Within a September 17, 2019, update for the asymmetric multiplayer horror game Dead by Daylight, the Demogorgon was released as one of the killers, along with Nancy Wheeler and Steve Harrington as survivors. The chapter was later removed on November 17, 2021, before being returned to the game on November 6, 2023. A second collaboration with the game ran from January 27, 2026, which introduced Eleven, Dustin Henderson, Robin Buckley and Eddie Munson as Survivors, and Vecna as a Killer. Stranger Things-themed vehicles and cosmetics were added to Rocket League for its 2019 Halloween event. In the MOBA Smite, a number of Stranger Things-themed character skins were created and released as part of a crossover Battle Pass, such as Starcourt Eleven Scylla, Hopper Apollo, The Demogorgon Bakasura and The Mind Flayer Sylvanus.

As part of its release on Netflix on April 14, 2017, the cast of the rebooted version of Mystery Science Theater 3000 riffed on the first part of "Chapter 1" of Stranger Things. Google used augmented reality (AR) "stickers" of Stranger Things characters to introduce its ARCore technology announced alongside its Pixel 2 phone in October 2017. Sesame Street created a young audience-appropriate spoof of Stranger Things, called Sharing Things, released in November 2017; it featured Cookie Monster as the "Cookiegorgon", Grover as Lucas, Ernie as Dustin, and included several nods to the narrative of the second season.

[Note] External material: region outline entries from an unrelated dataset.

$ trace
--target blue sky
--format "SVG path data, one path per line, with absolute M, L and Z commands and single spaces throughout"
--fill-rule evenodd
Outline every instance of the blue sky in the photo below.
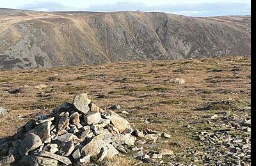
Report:
M 249 0 L 1 0 L 0 8 L 40 11 L 163 11 L 189 16 L 251 14 Z

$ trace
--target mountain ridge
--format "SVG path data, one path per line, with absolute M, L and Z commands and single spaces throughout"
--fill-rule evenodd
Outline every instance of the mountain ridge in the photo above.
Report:
M 0 9 L 0 70 L 250 56 L 250 16 Z

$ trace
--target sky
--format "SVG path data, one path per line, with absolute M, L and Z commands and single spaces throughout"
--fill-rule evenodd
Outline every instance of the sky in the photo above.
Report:
M 250 15 L 250 0 L 0 0 L 0 8 L 39 11 L 143 11 L 210 17 Z

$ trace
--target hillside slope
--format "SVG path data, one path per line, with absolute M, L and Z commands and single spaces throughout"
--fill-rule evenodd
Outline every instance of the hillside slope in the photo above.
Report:
M 1 70 L 250 51 L 250 16 L 0 9 Z

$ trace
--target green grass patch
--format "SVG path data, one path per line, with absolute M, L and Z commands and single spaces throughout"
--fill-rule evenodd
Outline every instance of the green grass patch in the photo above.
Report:
M 9 79 L 0 79 L 0 82 L 9 82 L 10 80 Z
M 156 86 L 138 86 L 131 88 L 131 91 L 168 91 L 171 89 L 168 87 L 156 87 Z

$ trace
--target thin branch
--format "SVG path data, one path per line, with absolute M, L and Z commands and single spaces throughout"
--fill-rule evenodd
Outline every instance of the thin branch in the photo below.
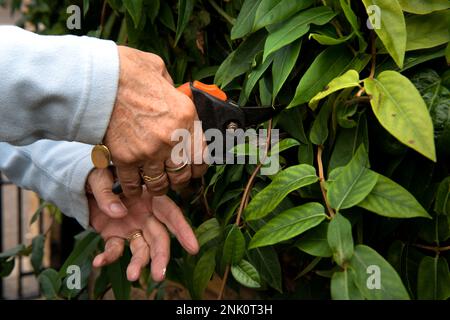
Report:
M 263 163 L 265 162 L 267 155 L 269 154 L 269 149 L 270 149 L 270 141 L 272 138 L 272 119 L 269 120 L 269 125 L 267 127 L 267 139 L 266 139 L 266 148 L 264 150 L 264 156 L 261 159 L 261 161 L 259 161 L 258 165 L 256 166 L 255 170 L 253 170 L 252 175 L 250 176 L 250 178 L 248 179 L 247 185 L 245 186 L 245 190 L 244 190 L 244 195 L 242 196 L 241 199 L 241 204 L 239 205 L 239 209 L 238 209 L 238 213 L 236 216 L 236 222 L 235 225 L 237 227 L 239 227 L 239 225 L 241 224 L 241 217 L 242 217 L 242 213 L 244 212 L 245 207 L 248 204 L 249 198 L 250 198 L 250 191 L 253 187 L 253 184 L 255 182 L 256 176 L 258 175 L 259 170 L 261 169 Z M 222 284 L 220 286 L 220 292 L 219 295 L 217 296 L 218 300 L 221 300 L 223 297 L 223 293 L 225 291 L 225 286 L 228 280 L 228 274 L 230 271 L 230 265 L 227 265 L 226 269 L 225 269 L 225 273 L 223 275 L 223 279 L 222 279 Z
M 318 146 L 318 148 L 317 148 L 317 166 L 319 168 L 320 190 L 322 191 L 323 201 L 325 201 L 325 205 L 327 207 L 328 214 L 329 214 L 330 218 L 333 218 L 335 215 L 335 212 L 334 212 L 333 208 L 331 208 L 330 204 L 328 203 L 328 199 L 327 199 L 327 189 L 325 188 L 325 175 L 323 173 L 322 153 L 323 153 L 323 146 Z
M 370 68 L 369 78 L 373 79 L 375 76 L 375 68 L 377 66 L 377 48 L 375 45 L 375 34 L 372 32 L 370 34 L 371 42 L 372 42 L 372 66 Z
M 425 250 L 430 250 L 430 251 L 434 251 L 436 253 L 440 253 L 440 252 L 444 252 L 444 251 L 450 251 L 450 246 L 446 246 L 446 247 L 433 247 L 433 246 L 427 246 L 424 244 L 414 244 L 415 247 L 417 248 L 421 248 L 421 249 L 425 249 Z

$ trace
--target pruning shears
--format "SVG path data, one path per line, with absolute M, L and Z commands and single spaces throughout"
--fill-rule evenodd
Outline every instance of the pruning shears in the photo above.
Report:
M 228 99 L 225 92 L 214 84 L 200 81 L 187 82 L 177 88 L 194 102 L 203 132 L 218 129 L 224 135 L 231 130 L 247 129 L 276 116 L 283 108 L 241 107 Z M 227 132 L 228 131 L 228 132 Z M 226 152 L 226 151 L 225 151 Z M 113 187 L 115 194 L 122 193 L 119 182 Z

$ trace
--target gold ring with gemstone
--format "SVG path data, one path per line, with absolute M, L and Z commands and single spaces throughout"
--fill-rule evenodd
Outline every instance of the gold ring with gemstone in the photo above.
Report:
M 188 165 L 188 160 L 185 160 L 181 166 L 178 166 L 175 168 L 166 167 L 166 171 L 167 172 L 179 172 L 179 171 L 183 170 L 184 168 L 186 168 L 187 165 Z
M 142 179 L 144 179 L 145 182 L 153 182 L 161 179 L 165 174 L 166 174 L 165 172 L 161 172 L 161 174 L 157 175 L 156 177 L 150 177 L 141 173 L 141 177 Z
M 142 231 L 141 230 L 136 230 L 136 231 L 134 231 L 132 234 L 130 234 L 127 237 L 127 240 L 128 240 L 128 242 L 131 242 L 132 240 L 135 240 L 135 239 L 140 238 L 140 237 L 142 237 Z
M 111 152 L 104 144 L 97 144 L 92 148 L 91 160 L 97 169 L 106 169 L 111 164 Z

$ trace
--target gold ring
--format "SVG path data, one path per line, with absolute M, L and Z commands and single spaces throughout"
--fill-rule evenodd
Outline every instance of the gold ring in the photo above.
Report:
M 127 237 L 128 242 L 131 242 L 132 240 L 135 240 L 137 238 L 142 237 L 142 231 L 141 230 L 136 230 L 134 231 L 131 235 L 129 235 Z
M 106 169 L 111 164 L 111 152 L 107 146 L 97 144 L 92 148 L 91 160 L 97 169 Z
M 142 173 L 141 177 L 142 177 L 142 179 L 144 179 L 145 182 L 153 182 L 153 181 L 157 181 L 157 180 L 161 179 L 165 174 L 166 174 L 165 172 L 161 172 L 161 174 L 159 174 L 156 177 L 150 177 L 150 176 L 147 176 Z
M 183 170 L 184 168 L 186 168 L 187 165 L 188 165 L 188 161 L 185 160 L 184 163 L 179 167 L 176 167 L 176 168 L 166 167 L 166 171 L 167 172 L 179 172 L 179 171 Z

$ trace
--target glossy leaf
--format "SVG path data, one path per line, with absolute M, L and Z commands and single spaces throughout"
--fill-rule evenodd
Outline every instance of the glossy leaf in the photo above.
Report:
M 216 267 L 216 248 L 211 248 L 200 257 L 193 275 L 193 299 L 202 299 Z
M 406 18 L 406 51 L 433 48 L 450 41 L 450 11 Z M 430 36 L 430 35 L 433 36 Z
M 279 172 L 273 181 L 259 192 L 244 211 L 246 220 L 265 217 L 292 191 L 313 184 L 318 180 L 316 169 L 301 164 Z
M 398 2 L 404 11 L 416 14 L 427 14 L 450 8 L 448 0 L 398 0 Z
M 355 275 L 349 269 L 336 271 L 331 277 L 331 298 L 333 300 L 363 300 L 355 285 Z
M 246 38 L 241 45 L 231 53 L 217 70 L 214 83 L 225 87 L 234 78 L 244 74 L 250 66 L 256 54 L 260 52 L 264 45 L 266 32 L 258 31 Z
M 309 35 L 309 39 L 314 39 L 323 46 L 336 46 L 338 44 L 343 44 L 343 43 L 349 41 L 351 38 L 353 38 L 353 36 L 354 36 L 354 34 L 351 33 L 345 37 L 333 38 L 333 37 L 327 36 L 325 34 L 311 33 Z
M 366 299 L 409 300 L 395 269 L 372 248 L 357 245 L 349 267 L 354 272 L 356 286 Z
M 381 174 L 376 175 L 375 187 L 358 206 L 389 218 L 430 218 L 408 190 Z
M 340 213 L 331 219 L 327 240 L 334 261 L 344 268 L 353 256 L 353 235 L 352 224 Z
M 221 228 L 219 221 L 216 218 L 212 218 L 203 222 L 197 230 L 195 230 L 195 236 L 197 237 L 198 244 L 202 247 L 205 243 L 220 236 Z
M 450 177 L 445 178 L 439 184 L 436 193 L 436 202 L 434 203 L 434 211 L 450 218 Z
M 228 232 L 223 245 L 222 261 L 224 264 L 236 264 L 242 260 L 245 253 L 245 239 L 241 230 L 233 225 Z
M 325 49 L 300 79 L 289 107 L 309 102 L 334 78 L 346 72 L 351 62 L 352 54 L 346 47 L 332 46 Z
M 325 209 L 316 202 L 288 209 L 259 229 L 250 241 L 249 248 L 268 246 L 291 239 L 314 228 L 325 218 Z
M 353 207 L 372 191 L 377 183 L 377 174 L 367 169 L 368 166 L 368 155 L 361 145 L 328 188 L 327 198 L 331 207 L 337 211 Z
M 281 266 L 277 252 L 272 247 L 255 248 L 247 252 L 250 263 L 269 286 L 282 292 Z
M 333 111 L 332 107 L 332 103 L 324 104 L 313 122 L 309 139 L 315 145 L 323 145 L 328 138 L 328 120 Z
M 244 94 L 247 99 L 250 97 L 250 93 L 252 92 L 253 88 L 255 87 L 256 83 L 261 78 L 263 73 L 266 72 L 266 70 L 270 67 L 272 61 L 273 56 L 270 56 L 264 61 L 264 63 L 260 64 L 248 75 L 247 81 L 245 82 L 244 86 Z
M 450 271 L 444 257 L 424 257 L 417 275 L 417 298 L 447 300 L 450 298 Z
M 359 86 L 359 74 L 356 70 L 349 70 L 344 73 L 342 76 L 339 76 L 333 79 L 326 87 L 324 91 L 316 94 L 311 101 L 309 102 L 309 106 L 312 109 L 315 109 L 320 100 L 329 96 L 333 92 L 343 90 L 345 88 L 353 88 Z
M 294 42 L 309 31 L 310 24 L 324 25 L 329 22 L 335 13 L 329 7 L 317 7 L 300 12 L 289 21 L 280 23 L 270 30 L 264 44 L 265 60 L 272 52 Z
M 61 279 L 54 269 L 46 269 L 38 277 L 41 293 L 46 299 L 56 299 L 61 288 Z
M 293 14 L 310 7 L 313 0 L 263 0 L 256 11 L 253 31 L 285 21 Z
M 328 245 L 327 232 L 328 223 L 321 223 L 305 232 L 295 243 L 295 246 L 315 257 L 331 257 L 333 253 Z
M 127 267 L 130 258 L 131 254 L 127 250 L 124 256 L 106 267 L 106 273 L 116 300 L 130 299 L 131 283 L 127 279 Z
M 379 26 L 374 26 L 374 31 L 383 42 L 384 47 L 401 68 L 406 51 L 406 24 L 402 7 L 397 1 L 362 0 L 369 16 L 378 20 Z M 373 7 L 376 6 L 376 7 Z M 378 8 L 377 12 L 370 10 Z M 380 14 L 381 16 L 378 16 Z
M 339 0 L 339 4 L 341 5 L 342 11 L 344 12 L 345 17 L 347 18 L 347 21 L 352 26 L 353 32 L 358 37 L 359 51 L 363 52 L 367 48 L 367 42 L 364 39 L 364 36 L 362 35 L 362 33 L 360 31 L 358 17 L 356 16 L 355 12 L 352 10 L 351 1 L 350 0 Z
M 231 274 L 237 282 L 248 288 L 261 287 L 261 278 L 255 267 L 247 260 L 231 266 Z
M 137 28 L 141 21 L 144 0 L 124 0 L 123 4 L 133 19 L 134 26 Z
M 231 40 L 245 37 L 253 29 L 255 21 L 256 10 L 259 7 L 261 0 L 247 0 L 244 1 L 236 23 L 231 29 Z
M 398 72 L 384 71 L 364 84 L 381 125 L 403 144 L 436 161 L 430 113 L 411 81 Z
M 278 50 L 273 57 L 272 75 L 273 75 L 273 94 L 272 100 L 275 100 L 283 84 L 286 82 L 289 74 L 295 66 L 295 62 L 300 54 L 302 41 L 297 40 Z M 269 59 L 267 59 L 269 60 Z
M 178 0 L 178 21 L 175 35 L 175 45 L 181 38 L 184 29 L 186 29 L 192 11 L 194 10 L 195 0 Z

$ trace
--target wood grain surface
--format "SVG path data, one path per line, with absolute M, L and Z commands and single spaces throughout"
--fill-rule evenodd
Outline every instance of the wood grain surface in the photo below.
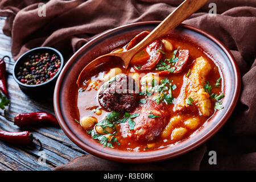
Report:
M 0 58 L 7 55 L 10 57 L 11 39 L 3 34 L 5 18 L 0 17 Z M 13 68 L 14 60 L 6 62 L 9 116 L 14 117 L 17 113 L 36 111 L 46 111 L 54 114 L 52 98 L 44 102 L 33 100 L 24 94 L 14 81 Z M 36 94 L 36 93 L 35 93 Z M 3 110 L 0 109 L 3 113 Z M 86 154 L 75 145 L 60 128 L 49 126 L 43 127 L 30 127 L 20 129 L 13 122 L 0 116 L 0 130 L 19 131 L 28 130 L 40 139 L 43 143 L 43 153 L 39 152 L 39 144 L 34 142 L 32 146 L 15 146 L 0 141 L 0 170 L 51 170 L 53 168 L 65 164 L 75 157 Z M 46 164 L 40 163 L 42 155 L 45 154 Z

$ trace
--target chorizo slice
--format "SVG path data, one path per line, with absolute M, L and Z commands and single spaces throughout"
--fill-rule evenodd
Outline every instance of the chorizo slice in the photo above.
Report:
M 181 93 L 174 106 L 175 111 L 179 111 L 185 109 L 194 110 L 197 108 L 200 115 L 203 116 L 207 117 L 212 114 L 210 95 L 203 88 L 206 77 L 211 69 L 210 63 L 204 57 L 196 59 L 191 68 L 191 74 L 188 78 L 185 77 Z M 193 101 L 191 104 L 188 104 L 186 102 L 189 98 Z
M 180 72 L 183 68 L 185 67 L 188 60 L 189 51 L 187 49 L 181 49 L 179 51 L 179 59 L 176 62 L 175 67 L 176 67 L 174 73 Z
M 160 134 L 169 121 L 168 109 L 152 100 L 147 100 L 146 104 L 140 104 L 131 114 L 138 113 L 139 115 L 133 119 L 135 122 L 133 130 L 130 130 L 127 122 L 121 124 L 120 131 L 123 137 L 151 141 Z
M 163 43 L 156 40 L 134 56 L 130 64 L 134 65 L 134 69 L 138 71 L 152 69 L 160 60 L 162 51 L 164 51 Z M 138 65 L 140 67 L 138 67 Z

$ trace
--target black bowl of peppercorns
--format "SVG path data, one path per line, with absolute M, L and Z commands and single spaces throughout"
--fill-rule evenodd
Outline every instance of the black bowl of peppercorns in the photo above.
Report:
M 13 77 L 20 88 L 31 96 L 52 95 L 56 81 L 63 67 L 61 53 L 41 47 L 23 54 L 16 61 Z

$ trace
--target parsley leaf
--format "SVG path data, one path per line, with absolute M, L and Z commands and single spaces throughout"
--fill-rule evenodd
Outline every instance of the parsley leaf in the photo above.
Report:
M 212 90 L 212 85 L 210 85 L 209 81 L 207 81 L 206 82 L 206 84 L 204 86 L 204 91 L 210 94 L 210 92 Z
M 134 129 L 134 126 L 136 125 L 136 123 L 134 121 L 131 119 L 130 118 L 128 118 L 128 125 L 129 125 L 129 129 L 133 130 Z
M 7 100 L 6 98 L 6 97 L 3 96 L 1 93 L 0 93 L 0 98 L 1 98 L 1 101 L 0 102 L 0 108 L 2 109 L 5 109 L 5 107 L 9 104 L 10 101 Z
M 159 118 L 159 117 L 160 117 L 160 116 L 156 115 L 155 115 L 154 114 L 148 114 L 148 115 L 147 117 L 148 118 Z
M 193 99 L 191 97 L 189 97 L 185 100 L 186 104 L 189 105 L 193 105 Z
M 174 98 L 170 94 L 164 94 L 164 100 L 166 101 L 167 104 L 174 104 Z
M 75 119 L 75 121 L 77 123 L 80 123 L 80 122 L 79 121 L 77 121 L 77 119 Z
M 220 102 L 216 102 L 215 103 L 215 109 L 217 110 L 221 110 L 223 108 L 224 108 L 224 106 L 223 105 L 222 105 L 222 102 L 220 101 Z
M 164 52 L 163 52 L 163 51 L 161 51 L 161 50 L 157 50 L 156 51 L 157 51 L 157 52 L 162 52 L 162 53 L 163 53 L 163 54 L 166 54 L 166 53 L 165 53 Z
M 136 67 L 136 68 L 137 68 L 137 69 L 139 69 L 141 68 L 141 66 L 139 64 L 138 64 L 138 65 Z
M 147 100 L 144 98 L 142 98 L 139 100 L 139 102 L 141 104 L 146 104 L 147 103 Z
M 160 102 L 163 100 L 163 97 L 164 96 L 164 94 L 160 93 L 158 94 L 157 96 L 155 96 L 153 98 L 153 100 L 158 104 L 159 104 Z
M 174 84 L 174 85 L 172 85 L 172 90 L 175 90 L 176 89 L 176 88 L 177 88 L 177 86 L 175 84 Z
M 224 94 L 222 93 L 221 94 L 220 94 L 219 96 L 215 97 L 216 100 L 218 101 L 220 100 L 221 98 L 222 98 L 224 97 Z
M 187 77 L 188 77 L 188 76 L 190 75 L 190 74 L 191 74 L 191 70 L 189 69 L 189 70 L 188 70 L 188 74 L 187 74 L 186 76 Z

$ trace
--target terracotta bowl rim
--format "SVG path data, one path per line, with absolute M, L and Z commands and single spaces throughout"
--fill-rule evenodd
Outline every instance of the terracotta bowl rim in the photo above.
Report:
M 86 151 L 86 152 L 104 159 L 119 162 L 130 163 L 149 163 L 149 162 L 162 161 L 169 159 L 171 158 L 174 158 L 178 156 L 181 155 L 183 154 L 184 154 L 193 149 L 195 149 L 199 146 L 205 143 L 208 139 L 209 139 L 217 131 L 219 131 L 219 130 L 226 122 L 226 121 L 232 114 L 239 98 L 241 89 L 241 81 L 240 70 L 235 59 L 234 58 L 233 56 L 231 53 L 230 51 L 228 49 L 228 48 L 225 46 L 224 46 L 224 44 L 222 42 L 221 42 L 218 39 L 217 39 L 213 36 L 211 35 L 209 33 L 201 29 L 196 28 L 193 26 L 185 24 L 181 24 L 179 26 L 179 27 L 187 28 L 194 31 L 197 33 L 199 33 L 203 35 L 203 36 L 210 39 L 215 44 L 216 44 L 218 46 L 219 46 L 228 57 L 232 65 L 232 68 L 233 69 L 234 71 L 234 82 L 236 86 L 234 88 L 234 94 L 233 94 L 233 97 L 232 98 L 232 101 L 230 102 L 232 104 L 230 104 L 230 105 L 229 106 L 229 107 L 226 112 L 224 114 L 221 119 L 220 119 L 220 121 L 216 125 L 216 126 L 211 129 L 210 132 L 206 134 L 204 137 L 202 137 L 200 139 L 185 146 L 185 147 L 183 147 L 179 150 L 174 151 L 171 154 L 171 155 L 170 155 L 171 154 L 170 153 L 166 153 L 164 154 L 156 155 L 154 156 L 147 156 L 147 157 L 141 156 L 141 158 L 135 158 L 135 157 L 123 157 L 120 156 L 114 155 L 111 154 L 106 154 L 105 152 L 98 151 L 93 148 L 92 147 L 88 146 L 85 143 L 83 143 L 72 133 L 72 131 L 71 131 L 71 130 L 69 129 L 69 128 L 65 123 L 65 122 L 61 115 L 59 103 L 59 91 L 61 84 L 63 81 L 63 76 L 64 75 L 67 71 L 68 69 L 68 68 L 69 68 L 69 65 L 73 63 L 73 61 L 74 61 L 75 58 L 77 57 L 78 55 L 79 55 L 81 53 L 81 52 L 86 47 L 89 46 L 97 39 L 101 39 L 108 35 L 108 34 L 112 33 L 113 32 L 133 26 L 150 24 L 159 24 L 160 22 L 161 22 L 160 21 L 149 21 L 149 22 L 134 23 L 122 26 L 117 28 L 107 31 L 105 32 L 104 32 L 100 34 L 100 35 L 97 36 L 97 37 L 94 38 L 94 39 L 88 42 L 86 44 L 84 45 L 82 47 L 81 47 L 76 52 L 76 53 L 75 53 L 73 55 L 73 56 L 69 59 L 69 60 L 68 61 L 68 62 L 66 63 L 66 64 L 63 68 L 59 76 L 59 78 L 57 80 L 54 92 L 53 104 L 55 114 L 59 121 L 59 123 L 60 125 L 60 127 L 61 127 L 62 130 L 64 131 L 65 134 L 73 142 L 74 142 L 76 145 L 77 145 L 79 147 L 80 147 L 84 150 Z

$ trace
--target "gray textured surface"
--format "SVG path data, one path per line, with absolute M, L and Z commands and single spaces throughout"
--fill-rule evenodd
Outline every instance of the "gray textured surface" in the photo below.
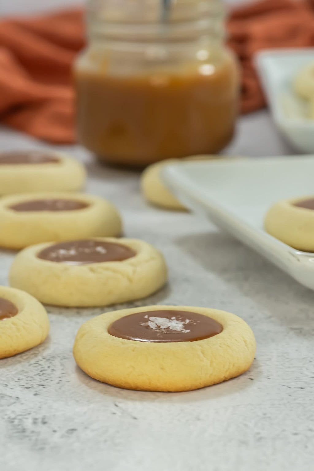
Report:
M 229 151 L 291 152 L 273 128 L 265 113 L 242 118 Z M 1 149 L 33 146 L 0 133 Z M 104 310 L 48 309 L 44 344 L 0 362 L 1 471 L 312 470 L 314 293 L 207 222 L 147 206 L 136 172 L 101 167 L 79 147 L 65 148 L 87 163 L 88 190 L 121 209 L 125 233 L 166 256 L 168 286 L 135 305 L 234 312 L 255 333 L 256 359 L 242 376 L 198 391 L 119 390 L 90 379 L 71 353 L 81 324 Z M 6 284 L 12 255 L 0 257 Z

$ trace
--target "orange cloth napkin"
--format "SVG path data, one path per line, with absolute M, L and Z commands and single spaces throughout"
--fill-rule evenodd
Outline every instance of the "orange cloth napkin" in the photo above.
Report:
M 248 113 L 265 104 L 253 55 L 314 45 L 314 0 L 262 0 L 234 11 L 228 29 L 242 66 L 242 109 Z M 78 9 L 0 22 L 0 121 L 40 139 L 73 142 L 71 65 L 83 38 Z

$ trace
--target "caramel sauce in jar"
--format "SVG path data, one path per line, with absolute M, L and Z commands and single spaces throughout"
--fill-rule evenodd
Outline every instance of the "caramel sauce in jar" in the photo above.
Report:
M 114 9 L 102 10 L 94 28 L 98 41 L 92 40 L 74 71 L 79 138 L 100 160 L 142 166 L 216 153 L 229 142 L 239 73 L 223 44 L 222 19 L 210 10 L 204 31 L 197 29 L 195 6 L 210 3 L 178 0 L 163 27 L 158 10 L 149 19 L 143 12 L 126 12 L 128 22 L 120 16 L 118 23 Z M 132 18 L 140 14 L 143 23 L 135 26 Z M 220 28 L 209 33 L 213 24 Z

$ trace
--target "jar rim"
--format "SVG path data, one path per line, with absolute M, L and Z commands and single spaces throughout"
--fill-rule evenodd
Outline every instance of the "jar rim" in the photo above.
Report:
M 98 22 L 128 24 L 170 24 L 219 16 L 225 13 L 221 0 L 173 0 L 164 16 L 162 0 L 88 0 L 88 15 Z
M 161 0 L 89 0 L 88 33 L 134 42 L 224 38 L 225 9 L 221 0 L 175 0 L 166 20 L 161 4 Z

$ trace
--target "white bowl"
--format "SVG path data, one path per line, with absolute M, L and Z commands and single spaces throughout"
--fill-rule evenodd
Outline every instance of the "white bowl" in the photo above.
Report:
M 302 67 L 314 63 L 314 48 L 262 51 L 255 61 L 278 128 L 297 148 L 314 152 L 314 121 L 306 118 L 306 103 L 294 93 L 291 85 Z
M 312 290 L 314 253 L 270 236 L 263 220 L 278 200 L 314 195 L 313 175 L 313 156 L 184 162 L 162 171 L 165 184 L 185 206 Z

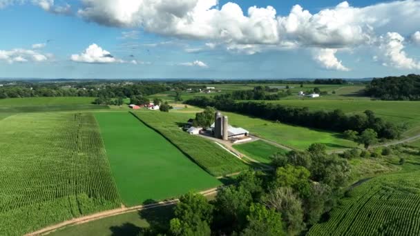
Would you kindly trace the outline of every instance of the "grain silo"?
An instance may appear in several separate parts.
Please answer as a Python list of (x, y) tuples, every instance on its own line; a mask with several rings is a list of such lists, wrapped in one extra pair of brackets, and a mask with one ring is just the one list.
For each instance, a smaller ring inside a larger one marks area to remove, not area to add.
[(229, 120), (227, 116), (223, 117), (223, 140), (227, 141), (229, 139)]

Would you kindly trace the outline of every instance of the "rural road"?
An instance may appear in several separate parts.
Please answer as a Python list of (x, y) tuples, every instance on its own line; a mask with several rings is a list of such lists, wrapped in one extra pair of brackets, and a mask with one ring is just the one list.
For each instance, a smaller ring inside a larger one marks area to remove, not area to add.
[[(220, 188), (211, 188), (202, 192), (200, 192), (200, 194), (203, 195), (204, 196), (212, 195), (219, 191), (220, 189), (223, 188), (223, 187)], [(176, 204), (178, 201), (180, 201), (179, 199), (175, 199), (173, 200), (160, 201), (155, 204), (147, 204), (147, 205), (140, 205), (135, 206), (131, 207), (125, 207), (122, 206), (120, 208), (109, 210), (106, 211), (102, 211), (100, 213), (97, 213), (93, 215), (89, 215), (86, 216), (84, 216), (79, 218), (72, 219), (66, 222), (63, 222), (61, 223), (59, 223), (57, 224), (55, 224), (52, 226), (50, 226), (42, 229), (40, 229), (36, 232), (28, 233), (25, 235), (25, 236), (35, 236), (35, 235), (45, 235), (50, 233), (54, 232), (61, 228), (70, 226), (73, 225), (77, 225), (80, 224), (84, 224), (89, 222), (92, 222), (94, 220), (106, 218), (114, 215), (121, 215), (124, 213), (128, 213), (133, 211), (142, 210), (147, 210), (155, 208), (158, 207), (171, 206)]]

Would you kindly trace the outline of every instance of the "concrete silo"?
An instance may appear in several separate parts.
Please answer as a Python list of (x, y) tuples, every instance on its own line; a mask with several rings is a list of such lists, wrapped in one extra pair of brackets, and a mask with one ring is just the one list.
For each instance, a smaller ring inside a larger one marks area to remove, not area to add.
[(223, 133), (223, 140), (227, 140), (229, 139), (229, 120), (227, 116), (224, 116), (223, 117), (223, 128), (222, 128), (222, 133)]

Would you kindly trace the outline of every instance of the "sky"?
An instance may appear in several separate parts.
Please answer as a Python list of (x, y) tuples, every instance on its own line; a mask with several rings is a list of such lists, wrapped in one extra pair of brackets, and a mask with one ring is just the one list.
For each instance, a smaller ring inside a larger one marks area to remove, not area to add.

The Simpsons episode "Treehouse of Horror XXX", which aired on October 20, 2019, included the segment Danger Things, a parody of Stranger Things. The classic 1980s bicycles used in the series have been produced in limited runs that sell out quickly. The mobile game The Seven Deadly Sins: Grand Cross had a Stranger Things crossover event and the story followed the characters being transported to the universe of the anime. The Stranger Things characters could be unlocked for a limited time. Stranger Things would also get a crossover with Transformers releasing a figure of Autobot Code Red.

On January 5, 2026, professional wrestling promotion WWE held a live television special on Netflix to mark the one-year anniversary of Raw on the platform. It served as a Stranger Things themed crossover episode.

On July 16, 2026, the webtoon series was announced and released by Webtoon company to read other webtoon by fans.